PARIS (Reuters) - The gravity of the French auto industry’s crisis will be underlined this week by weak results at PSA Peugeot Citroen (PEUP.PA) and Renault (RENA.PA), boosting pressure on both for tougher cost-cutting moves.
France’s mass-market car brands are suffering more than most from Europe’s deep car sales slump, punished by their exposure to austerity-hit southern markets.
“After the catastrophe of 2012, the companies will all make caution the order of the day,” said Societe Generale auto analyst Philippe Barrier. “But the key to the medium-term outcome is how the industry is going to adapt to the low level of the market and prepare for the future.”
Further cost-cutting, even to the point of politically sensitive layoffs, may loom as options for all four French industrial heavyweights as they struggle to adjust to an expected long-term slump in European demand.
Peugeot lost business to the likes of Hyundai (005380.KS) and Volkswagen (VOWG_p.DE) last year, while Renault’s regional market share also dipped 1.1 percentage points to 8.4 percent, registrations data from Brussels-based industry body ACEA showed.
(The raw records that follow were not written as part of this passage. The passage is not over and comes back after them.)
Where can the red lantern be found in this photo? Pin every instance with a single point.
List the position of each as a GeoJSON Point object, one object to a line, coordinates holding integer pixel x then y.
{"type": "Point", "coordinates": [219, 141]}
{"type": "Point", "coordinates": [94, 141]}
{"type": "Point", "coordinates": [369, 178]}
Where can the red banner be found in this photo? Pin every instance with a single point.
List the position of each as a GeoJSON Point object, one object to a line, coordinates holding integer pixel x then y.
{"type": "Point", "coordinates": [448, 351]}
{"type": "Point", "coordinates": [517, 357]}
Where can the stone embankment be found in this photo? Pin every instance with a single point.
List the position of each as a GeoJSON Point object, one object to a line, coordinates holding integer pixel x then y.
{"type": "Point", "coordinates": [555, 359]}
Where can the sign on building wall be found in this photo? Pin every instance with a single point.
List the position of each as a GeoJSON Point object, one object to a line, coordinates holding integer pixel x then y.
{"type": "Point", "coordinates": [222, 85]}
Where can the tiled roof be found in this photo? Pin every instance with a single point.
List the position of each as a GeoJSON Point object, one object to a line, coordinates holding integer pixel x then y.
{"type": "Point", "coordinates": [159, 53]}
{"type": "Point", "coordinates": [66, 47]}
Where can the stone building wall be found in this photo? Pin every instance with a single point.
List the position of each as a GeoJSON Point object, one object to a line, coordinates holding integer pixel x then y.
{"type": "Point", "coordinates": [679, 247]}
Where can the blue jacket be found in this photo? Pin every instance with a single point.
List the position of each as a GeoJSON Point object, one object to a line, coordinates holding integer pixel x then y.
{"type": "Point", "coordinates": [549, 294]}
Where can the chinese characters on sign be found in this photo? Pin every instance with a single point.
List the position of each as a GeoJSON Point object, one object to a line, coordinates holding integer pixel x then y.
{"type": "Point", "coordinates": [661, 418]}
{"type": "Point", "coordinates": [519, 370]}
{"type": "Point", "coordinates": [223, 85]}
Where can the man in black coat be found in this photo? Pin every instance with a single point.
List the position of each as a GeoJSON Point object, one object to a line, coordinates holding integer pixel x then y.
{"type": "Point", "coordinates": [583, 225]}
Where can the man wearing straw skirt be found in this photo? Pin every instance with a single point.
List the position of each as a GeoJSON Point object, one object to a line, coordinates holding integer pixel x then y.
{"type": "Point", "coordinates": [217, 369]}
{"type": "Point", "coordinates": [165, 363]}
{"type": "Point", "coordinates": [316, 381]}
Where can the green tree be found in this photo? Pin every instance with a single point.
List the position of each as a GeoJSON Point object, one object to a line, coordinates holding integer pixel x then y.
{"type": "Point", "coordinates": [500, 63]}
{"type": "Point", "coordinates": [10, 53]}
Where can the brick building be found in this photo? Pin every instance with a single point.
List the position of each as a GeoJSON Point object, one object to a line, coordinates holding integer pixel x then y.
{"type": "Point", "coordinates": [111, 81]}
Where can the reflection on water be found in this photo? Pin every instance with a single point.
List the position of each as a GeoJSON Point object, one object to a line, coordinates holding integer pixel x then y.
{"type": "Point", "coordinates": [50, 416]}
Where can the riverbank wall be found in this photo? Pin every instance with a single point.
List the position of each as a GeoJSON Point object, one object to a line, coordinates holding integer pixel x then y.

With productivity a key issue, Renault, which plans to eliminate 8,200 jobs over the next four years through attrition, wants to strike a deal on factory “flexibility” with unions on Tuesday, wrapping up thorny talks which kicked off last autumn.
Renault has promised not to close any French plants if workers accept a salary freeze, longer working hours and measures including compulsory transfers between sites.
The French government, while generally critical of profitable companies which cut jobs, has encouraged unions to sign a deal out of fear that their refusal to do so could provoke the kind of tensions caused by the closing of Peugeot’s Aulnay plant on the outskirts of Paris, announced last year.
Renault’s main union, the CFE-CGC, has said its signature on any deal would come only in return for concrete assurances on numerical production targets for each factory involved.
Tuesday, the key day for the talks, could bring new stoppages at Renault plants, while a works council meeting over Goodyear’s (GT.O) plan to shutter a French factory employing 1,200 people highlights the risk in not reaching a deal.
The companies’ results will underscore the industry’s dire state, but many of the losses have already been flagged. Faurecia said last month its full-year results would show a 62 percent slump in net profit and an unexpected hike in debt.
Peugeot, Europe’s No. 2 automaker, last Thursday said it was taking a 4.1 billion euro writedown on its industrial assets on top of an expected net loss for 2012.
Peugeot is expected to report a full-year loss of 1.47 billion euros, according to an average of estimates by analysts polled by Thomson Reuters I/B/E/S, although those figures do not include last week’s writedowns.
Renault’s profit is expected to decline to 1.78 billion euros from 2.09 billion, while Faurecia is seen reporting net income of 160 million, less than half the year-ago figure.
Michelin, on the other hand, is seen reporting a rise in net profit to 1.64 billion euros.